The mainstream media tends to favor an expansive view of IP (Patent, Copyright, etc.), and the New York Times tends to be the avatar of such things.
As such, I consider it remarkable, and a statement against interest when the Gray Lady puts out an article detailing how a pharmaceutical company abused the patent process to keep competing drugs off of the market. It shows a shift in attitude at the paper:
In 2016, a blockbuster drug called Humira was poised to become a lot less valuable.Well, at least this story has a happy ending.
The key patent on the best-selling anti-inflammatory medication, used to treat conditions like arthritis, was expiring at the end of the year. Regulators had blessed a rival version of the drug, and more copycats were close behind. The onset of competition seemed likely to push down the medication’s $50,000-a-year list price.
Instead, the opposite happened.
Through its savvy but legal exploitation of the U.S. patent system, Humira’s manufacturer, AbbVie, blocked competitors from entering the market. For the next six years, the drug’s price kept rising. Today, Humira is the most lucrative franchise in pharmaceutical history.
Next week, the curtain is expected to come down on a monopoly that has generated $114 billion in revenue for AbbVie just since the end of 2016. The knockoff drug that regulators authorized more than six years ago, Amgen’s Amjevita, will come to market in the United States, and as many as nine more Humira competitors will follow this year from pharmaceutical giants including Pfizer. Prices are likely to tumble.
What follows is a case study in, "Evergreening," where a pharmaceutical firm uses tricks in the patent process to extend the period of exclusivity so that they can continue to overcharge the rest of us.
Why would they do this? Because they can continue to hike prices, and the list price for the drug is now $80,000.00 a year. (Not a screw-up on the decimal there)
………
AbbVie did not invent these patent-prolonging strategies; companies like Bristol Myers Squibb and AstraZeneca have deployed similar tactics to maximize profits on drugs for the treatment of cancer, anxiety and heartburn.

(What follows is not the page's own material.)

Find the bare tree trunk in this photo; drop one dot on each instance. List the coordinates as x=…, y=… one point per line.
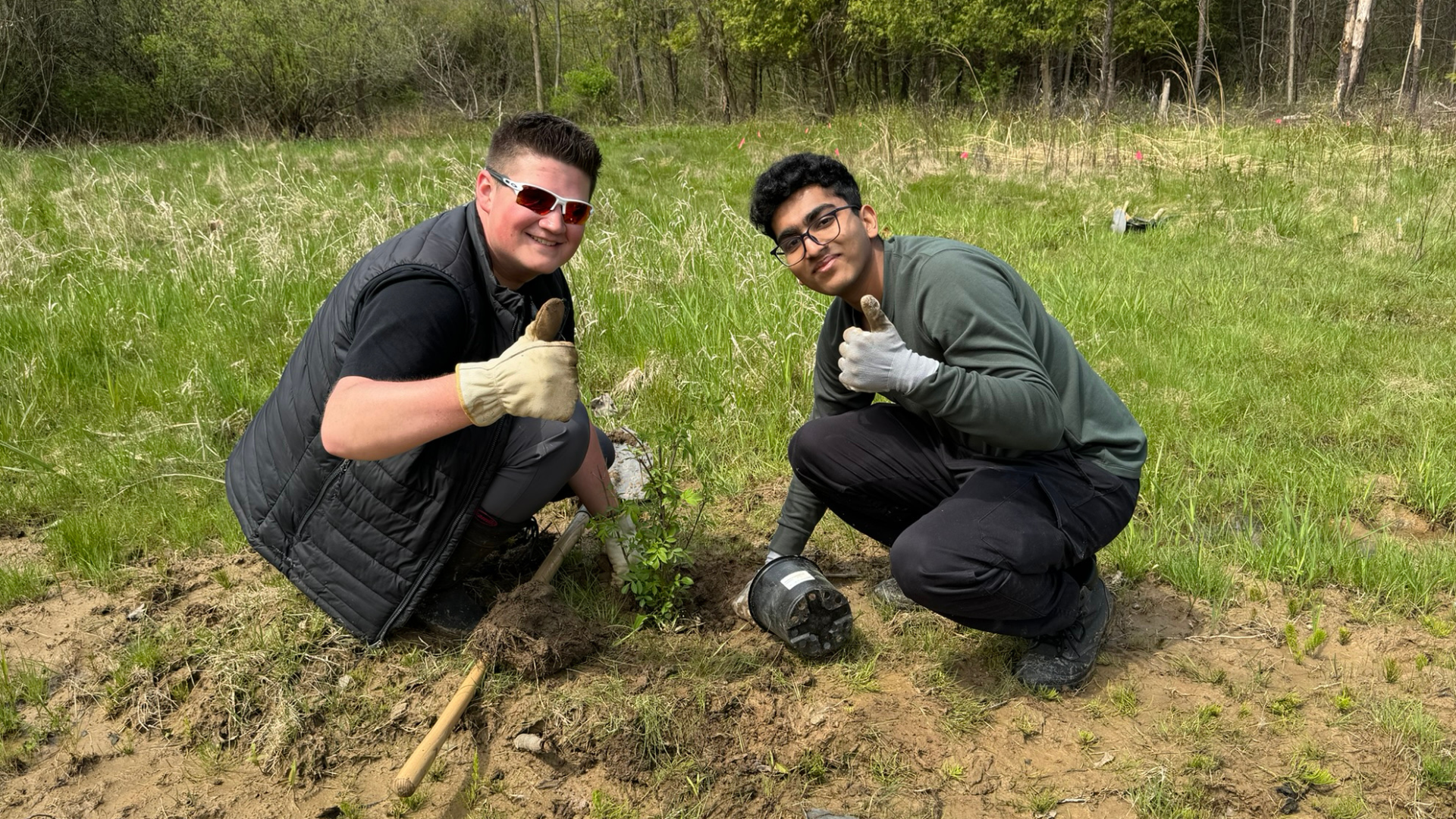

But AbbVie’s success with Humira stands out even in an industry adept at manipulating the U.S. intellectual-property regime.
“Humira is the poster child for many of the biggest concerns with the pharmaceutical industry,” said Rachel Sachs, a drug pricing expert at Washington University in St. Louis. “AbbVie and Humira showed other companies what it was possible to do.”
………
The hope was that biosimilars would drastically drive down the cost of pricey brand-name biologics. That is what has happened in Europe. But it has not worked out that way in the United States.
Patents are good for 20 years after an application is filed. Because they protect patent holders’ right to profit off their inventions, they are supposed to incentivize the expensive risk-taking that sometimes yields breakthrough innovations. But drug companies have turned patents into weapons to thwart competition.
AbbVie and its affiliates have applied for 311 patents, of which 165 have been granted, related to Humira, according to the Initiative for Medicines, Access and Knowledge, which tracks drug patents. A vast majority were filed after Humira was on the market.
Some of Humira’s patents covered innovations that benefited patients, like a formulation of the drug that reduced the pain from injections. But many of them simply elaborated on previous patents.
The United States Patent and Trademark Office is broken, and the IP system is broken worldwide.
Unfortunately, the dynamic is that overreaching IP regulation creates excess profits, a portion of which are given to politicians to further extend the reach of these systems, which generates yet more excess profits.
Rinse, lather, repeat.
2 comments :
I would be curious, just to flesh out the picture, whether the drug was also developed with NIH funding.
It was largely developed with NHS funding in the UK.